Grayson Perry breitet sich in Vitamin T: Threads & Textiles in Contemporary Art (Phaidon)
Porters Einführung diskutiert auch den Einfluss mesoamerikanischer Textilien auf Künstler sowie die Rolle des Fadens während der hauptsächlich euro-amerikanischen feministischen Kunstbewegung als Werkzeug zur Entschlüsselung der Sexualpolitik. Abgesehen davon sind in dem Buch fast doppelt so viele Künstlerinnen wie Künstler vertreten. Während viele von uns dies normalerweise begrüßen würden, da gewissenhafte Museen und Kunstwissenschaftler versuchen, weibliche Künstler wieder in die Kunstgeschichte aufzunehmen, trägt dieses Verhältnis von Frauen zu Männern wenig dazu bei, Stereotypen zu untergraben, die Textilien als eine weibliche Beschäftigung einstufen. In Anbetracht dessen gibt es noch eine bemerkenswerte Auslassung in diesem Band: Judy Chicago, die für ihr Birth Project (1980-85) mit über 150 Handarbeiterinnen zusammenarbeitete. Vor allem wegen ihrer Bekanntheit wäre es naheliegend gewesen, Chicago in den Band aufzunehmen.
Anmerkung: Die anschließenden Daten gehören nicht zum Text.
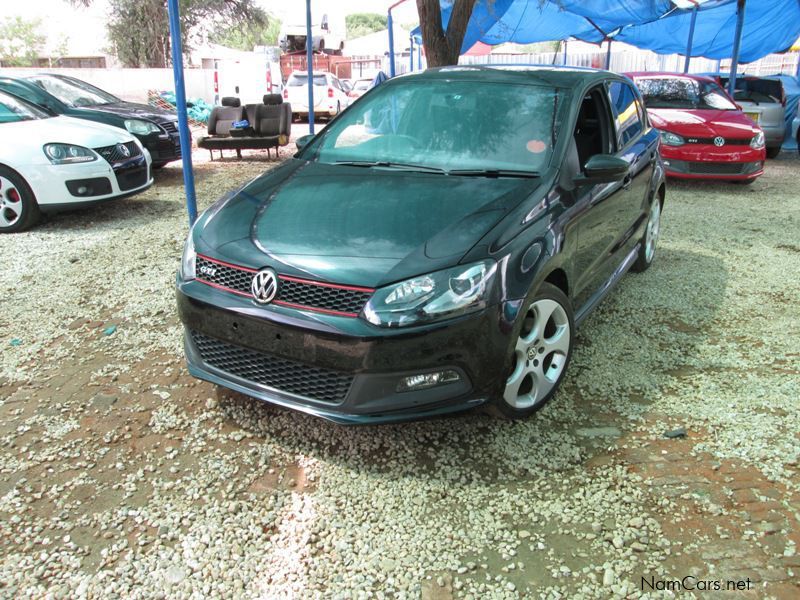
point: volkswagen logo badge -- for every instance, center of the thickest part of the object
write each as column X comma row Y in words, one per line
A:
column 264, row 286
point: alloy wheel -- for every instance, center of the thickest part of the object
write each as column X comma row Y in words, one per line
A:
column 10, row 203
column 540, row 354
column 653, row 227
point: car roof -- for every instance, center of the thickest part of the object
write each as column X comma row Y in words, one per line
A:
column 666, row 75
column 557, row 76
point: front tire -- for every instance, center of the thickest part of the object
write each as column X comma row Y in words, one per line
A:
column 540, row 356
column 18, row 207
column 647, row 246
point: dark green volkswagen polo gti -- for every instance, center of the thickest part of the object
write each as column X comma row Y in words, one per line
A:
column 432, row 249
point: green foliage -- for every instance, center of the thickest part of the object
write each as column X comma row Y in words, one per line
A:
column 139, row 29
column 248, row 36
column 360, row 24
column 21, row 42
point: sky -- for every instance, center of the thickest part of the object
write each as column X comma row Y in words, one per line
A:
column 85, row 27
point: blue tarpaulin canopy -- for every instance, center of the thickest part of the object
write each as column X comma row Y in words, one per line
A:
column 659, row 25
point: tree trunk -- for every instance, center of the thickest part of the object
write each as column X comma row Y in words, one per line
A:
column 443, row 47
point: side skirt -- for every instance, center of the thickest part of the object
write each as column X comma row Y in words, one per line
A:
column 597, row 297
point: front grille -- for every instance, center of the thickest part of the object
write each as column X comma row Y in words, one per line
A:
column 339, row 299
column 114, row 154
column 235, row 279
column 728, row 141
column 312, row 295
column 274, row 372
column 129, row 179
column 717, row 168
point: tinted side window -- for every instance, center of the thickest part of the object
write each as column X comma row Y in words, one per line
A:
column 627, row 112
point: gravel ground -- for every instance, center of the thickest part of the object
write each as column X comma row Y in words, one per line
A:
column 121, row 476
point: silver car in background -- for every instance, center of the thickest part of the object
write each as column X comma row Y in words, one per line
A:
column 763, row 100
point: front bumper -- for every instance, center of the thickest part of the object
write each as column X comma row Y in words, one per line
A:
column 56, row 187
column 163, row 148
column 702, row 161
column 339, row 368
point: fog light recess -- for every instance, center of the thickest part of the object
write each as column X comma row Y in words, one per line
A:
column 427, row 380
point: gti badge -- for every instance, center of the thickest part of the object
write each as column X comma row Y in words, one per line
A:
column 264, row 286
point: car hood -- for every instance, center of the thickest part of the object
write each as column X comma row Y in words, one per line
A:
column 358, row 226
column 703, row 123
column 132, row 110
column 65, row 130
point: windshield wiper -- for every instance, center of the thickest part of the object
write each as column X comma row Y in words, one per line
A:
column 391, row 165
column 494, row 173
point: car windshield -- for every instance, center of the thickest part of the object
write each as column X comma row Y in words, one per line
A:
column 299, row 80
column 455, row 125
column 683, row 92
column 13, row 110
column 73, row 92
column 756, row 90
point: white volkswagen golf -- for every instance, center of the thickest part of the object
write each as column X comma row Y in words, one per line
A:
column 50, row 163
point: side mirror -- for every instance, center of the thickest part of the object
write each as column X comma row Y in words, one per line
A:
column 603, row 168
column 302, row 141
Die Einleitung von Porter ist zwar informativ und ansprechend, doch hätten zusätzliche Aufsätze eine gründlichere Analyse der Entwicklungen bei der Verwendung von Textilien durch moderne und zeitgenössische Künstler bieten können, zumal die Unterscheidung zwischen Kunst und Kunsthandwerk zunehmend verschwimmt. Zusätzliche Essays hätten auch einen Vergleich darüber anstellen können, wie sich die Verwendung von Textilien in den verschiedenen Regionen unterscheidet – oder auch nicht.
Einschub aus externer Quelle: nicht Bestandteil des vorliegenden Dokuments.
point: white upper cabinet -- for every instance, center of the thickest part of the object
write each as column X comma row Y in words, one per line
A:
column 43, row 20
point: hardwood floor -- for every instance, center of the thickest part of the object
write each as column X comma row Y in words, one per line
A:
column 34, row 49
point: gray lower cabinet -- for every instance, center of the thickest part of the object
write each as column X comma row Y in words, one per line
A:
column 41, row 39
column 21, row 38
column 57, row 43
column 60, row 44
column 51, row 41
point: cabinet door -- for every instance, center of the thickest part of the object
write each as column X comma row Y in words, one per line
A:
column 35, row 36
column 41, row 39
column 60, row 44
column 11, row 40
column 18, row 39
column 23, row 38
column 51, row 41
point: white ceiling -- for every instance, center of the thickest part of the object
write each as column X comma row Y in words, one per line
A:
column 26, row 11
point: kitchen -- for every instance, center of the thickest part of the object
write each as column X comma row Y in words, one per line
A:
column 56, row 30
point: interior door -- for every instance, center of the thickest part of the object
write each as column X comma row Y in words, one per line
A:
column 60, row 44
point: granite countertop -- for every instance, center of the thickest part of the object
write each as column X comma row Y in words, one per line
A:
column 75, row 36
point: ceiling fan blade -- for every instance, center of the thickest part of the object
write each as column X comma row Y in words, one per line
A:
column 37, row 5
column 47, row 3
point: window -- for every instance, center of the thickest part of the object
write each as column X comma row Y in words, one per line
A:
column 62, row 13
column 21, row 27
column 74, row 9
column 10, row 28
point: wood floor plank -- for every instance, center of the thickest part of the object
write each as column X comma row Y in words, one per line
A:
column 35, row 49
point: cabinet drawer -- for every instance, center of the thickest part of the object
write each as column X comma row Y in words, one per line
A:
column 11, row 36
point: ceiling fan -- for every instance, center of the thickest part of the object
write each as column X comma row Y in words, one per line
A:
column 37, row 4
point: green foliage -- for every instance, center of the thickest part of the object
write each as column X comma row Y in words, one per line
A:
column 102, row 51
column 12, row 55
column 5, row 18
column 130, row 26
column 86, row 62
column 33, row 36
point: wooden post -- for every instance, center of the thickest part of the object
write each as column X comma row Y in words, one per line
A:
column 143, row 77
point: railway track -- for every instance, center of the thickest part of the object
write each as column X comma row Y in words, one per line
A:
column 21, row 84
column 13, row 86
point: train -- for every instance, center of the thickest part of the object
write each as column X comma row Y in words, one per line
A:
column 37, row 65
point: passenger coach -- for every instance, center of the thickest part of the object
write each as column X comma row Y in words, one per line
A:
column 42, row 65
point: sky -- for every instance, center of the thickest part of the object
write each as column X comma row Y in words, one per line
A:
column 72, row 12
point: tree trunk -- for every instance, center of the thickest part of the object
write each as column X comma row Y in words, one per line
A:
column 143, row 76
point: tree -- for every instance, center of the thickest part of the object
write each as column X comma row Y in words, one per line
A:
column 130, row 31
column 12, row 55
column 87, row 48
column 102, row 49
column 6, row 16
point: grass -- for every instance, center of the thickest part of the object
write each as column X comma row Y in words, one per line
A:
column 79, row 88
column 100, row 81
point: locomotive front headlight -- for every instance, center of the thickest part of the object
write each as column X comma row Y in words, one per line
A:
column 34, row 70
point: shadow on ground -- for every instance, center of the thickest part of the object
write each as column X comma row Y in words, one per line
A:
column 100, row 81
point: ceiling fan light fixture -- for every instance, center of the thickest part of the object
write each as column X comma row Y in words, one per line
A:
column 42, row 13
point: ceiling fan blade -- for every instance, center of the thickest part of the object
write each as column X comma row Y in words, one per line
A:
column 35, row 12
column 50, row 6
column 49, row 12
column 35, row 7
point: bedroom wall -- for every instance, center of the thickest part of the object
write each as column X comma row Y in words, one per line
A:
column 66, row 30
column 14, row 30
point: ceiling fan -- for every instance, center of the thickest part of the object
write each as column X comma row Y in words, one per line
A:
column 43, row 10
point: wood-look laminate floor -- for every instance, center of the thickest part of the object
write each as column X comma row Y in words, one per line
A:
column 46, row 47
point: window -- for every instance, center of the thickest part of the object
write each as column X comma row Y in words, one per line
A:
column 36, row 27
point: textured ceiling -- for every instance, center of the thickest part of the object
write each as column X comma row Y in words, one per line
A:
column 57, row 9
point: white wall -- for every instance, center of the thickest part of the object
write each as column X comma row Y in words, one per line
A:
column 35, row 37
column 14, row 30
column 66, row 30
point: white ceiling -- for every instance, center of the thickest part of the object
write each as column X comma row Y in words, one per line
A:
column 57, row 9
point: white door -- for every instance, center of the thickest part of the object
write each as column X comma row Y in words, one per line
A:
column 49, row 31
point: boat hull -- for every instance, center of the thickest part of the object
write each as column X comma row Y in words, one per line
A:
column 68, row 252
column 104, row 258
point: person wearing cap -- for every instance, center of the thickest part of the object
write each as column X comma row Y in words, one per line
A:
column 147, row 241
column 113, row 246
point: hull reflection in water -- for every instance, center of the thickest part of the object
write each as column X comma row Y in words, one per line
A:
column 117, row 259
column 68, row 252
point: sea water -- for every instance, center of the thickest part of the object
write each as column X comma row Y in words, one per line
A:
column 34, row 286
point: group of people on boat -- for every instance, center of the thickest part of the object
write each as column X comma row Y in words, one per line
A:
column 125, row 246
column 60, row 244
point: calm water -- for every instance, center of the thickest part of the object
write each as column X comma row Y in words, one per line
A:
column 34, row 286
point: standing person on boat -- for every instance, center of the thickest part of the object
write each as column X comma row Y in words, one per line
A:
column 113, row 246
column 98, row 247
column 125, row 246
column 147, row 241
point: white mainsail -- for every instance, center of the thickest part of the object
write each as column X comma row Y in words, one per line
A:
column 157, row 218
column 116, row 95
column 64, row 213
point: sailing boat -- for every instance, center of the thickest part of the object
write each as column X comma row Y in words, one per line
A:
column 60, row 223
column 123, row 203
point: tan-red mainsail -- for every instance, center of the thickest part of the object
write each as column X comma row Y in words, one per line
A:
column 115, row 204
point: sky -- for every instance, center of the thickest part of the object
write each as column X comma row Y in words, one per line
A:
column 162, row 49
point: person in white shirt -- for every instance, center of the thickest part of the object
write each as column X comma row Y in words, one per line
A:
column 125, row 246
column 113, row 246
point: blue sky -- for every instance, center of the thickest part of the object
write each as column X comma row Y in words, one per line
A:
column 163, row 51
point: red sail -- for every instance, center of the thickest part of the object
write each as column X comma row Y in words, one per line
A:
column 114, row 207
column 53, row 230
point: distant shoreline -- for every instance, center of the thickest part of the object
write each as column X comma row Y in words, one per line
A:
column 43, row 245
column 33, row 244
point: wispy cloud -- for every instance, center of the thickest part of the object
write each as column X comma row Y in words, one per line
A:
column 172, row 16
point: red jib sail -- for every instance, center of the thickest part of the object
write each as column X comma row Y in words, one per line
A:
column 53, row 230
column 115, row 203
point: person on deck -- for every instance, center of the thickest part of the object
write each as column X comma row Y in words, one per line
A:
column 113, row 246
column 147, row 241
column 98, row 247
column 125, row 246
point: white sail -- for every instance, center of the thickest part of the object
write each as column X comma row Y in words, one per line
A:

Do Ho Sun breitet sich in Vitamin T: Threads & Textiles in Contemporary Art (Phaidon)
Vitamin T ist stark in seiner Auswahl von Künstlern, die alle Ecken des Globus umspannt und die Berichterstattung über Figuren aus Euroamerika, Afrika, Asien und Südamerika fast gleichmäßig verteilt. Nach den jüngsten Blockbuster-Ausstellungen wie Anni Albers: Weaving Magic in der Tate Modern ist dieses Buch ein zeitgemäßer Beitrag zur Aufhebung der Trennung zwischen Kunst und Handwerk. Obwohl die Essays die Praxis der einzelnen Künstler nur oberflächlich behandeln, bieten die Bilder (es gibt 420 Farbabbildungen) eine wichtige Informationsquelle für die Kontextualisierung und Darstellung textilbasierter Kunst im 20. und 21. Jahrhundert.
Vitamin T: Threads & Textiles in Contemporary Art (2019) ist bei Phaidon erschienen und bei Amazon und anderen Online-Händlern erhältlich.